Train and use custom LLM Example

Dataset - https://www.kaggle.com/datasets/snehilsanyal/databricks-dolly-15k-dataset

  • After stating binnr lets download the dataset and upload the 'databricks-dolly-15k.csv' to the table name dolly. Using swagger endpoint /data/upload
  • Now lets prepare the data for training. This is done by running the following swagger endpoint /data/create/tables/classification
{
  "table_name": "dolly",
  "source_columns": [
    "instruction"
  ],
  "target_column": "response",
  "create_validation": true
}
  • Next lets train our new model on mistral-7b /classification/llm/train
{
  "training_table": "temp_dolly_train_<yyyymmddhhMMss>",
  "validation_table": "temp_dolly_validate_<yyyymmddhhMMss>",
  "target_column": "response",
  "model_type": "mistral-7b"
}

This job will return 2 items 1. model_name 2. Cotertex finetune job_id as an array object

  • Lets wait for the cortex job to complete training our model. We can check the status at /classification/lmm/train/check, by using the cortex_job_id
  • We can now use the model_name to let generate llm responses. This is done by running the following swagger endpoint /classification/llm/response
{
  "model_name": "mistral_7b_temp_dolly_train_<yyyymmddhhMMss>",
  "llm_prompt": "Which is a species of fish? Tope or Rope",
  "temperature": 0.1
}

Response:

{
  "choices": [
    {
      "messages": " Tope"
    }
  ],
  "created": 1721285201,
  "model": "mistral-7b",
  "usage": {
    "completion_tokens": 3,
    "prompt_tokens": 21,
    "total_tokens": 24
  }
}

License

This project is licensed under the BSD License. This license allows for the free use, modification, and distribution of the software, even for commercial purposes, under the condition that the original copyright notice and this permission notice are included in all copies or substantial portions of the software.

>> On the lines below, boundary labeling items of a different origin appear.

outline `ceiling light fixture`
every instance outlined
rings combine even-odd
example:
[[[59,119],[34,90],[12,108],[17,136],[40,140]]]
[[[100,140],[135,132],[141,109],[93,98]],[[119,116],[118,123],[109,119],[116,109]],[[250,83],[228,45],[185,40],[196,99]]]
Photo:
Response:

To modify Snowflake methods and algorithms, modify the files in the path /app/Snowflake

As this is BSD software I am no liable for warranty. But as stated above you can modify and optimize the code anytime.

FAQ

  • Want to add other algorithms or processes? ANS: Add your code to /app/Snowflake and modify /app/main.py. If long running celery job is required, add it to /app/job.py and modify /app/main.py.

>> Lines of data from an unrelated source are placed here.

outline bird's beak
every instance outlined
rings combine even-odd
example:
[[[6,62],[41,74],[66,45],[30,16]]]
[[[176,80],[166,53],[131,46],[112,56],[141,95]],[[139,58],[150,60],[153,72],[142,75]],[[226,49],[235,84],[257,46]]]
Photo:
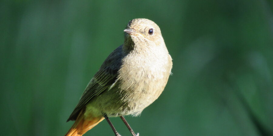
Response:
[[[135,35],[137,33],[133,29],[126,29],[123,31],[126,32],[129,34]]]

  • Want to simplify MLOps? ANS: Have different versions of binnr in repo to deployed different versions of you models.

  • Want an easy way to interact with SnowPark from local machine? ANS: Run binnr locally and use the swagger UI to interact with SnowPark.

  • Want to add auth for production environment? ANS: Add your code to modify /app/main.py.

  • Want to train an LLM model, easily for production? ANS: Add your code to /app/Snowflake, train the model and modify /app/main.py to create route to take LLM prompts as input and repond with completions for your application. Bonus if historical data is stored. Can retrain the model at night.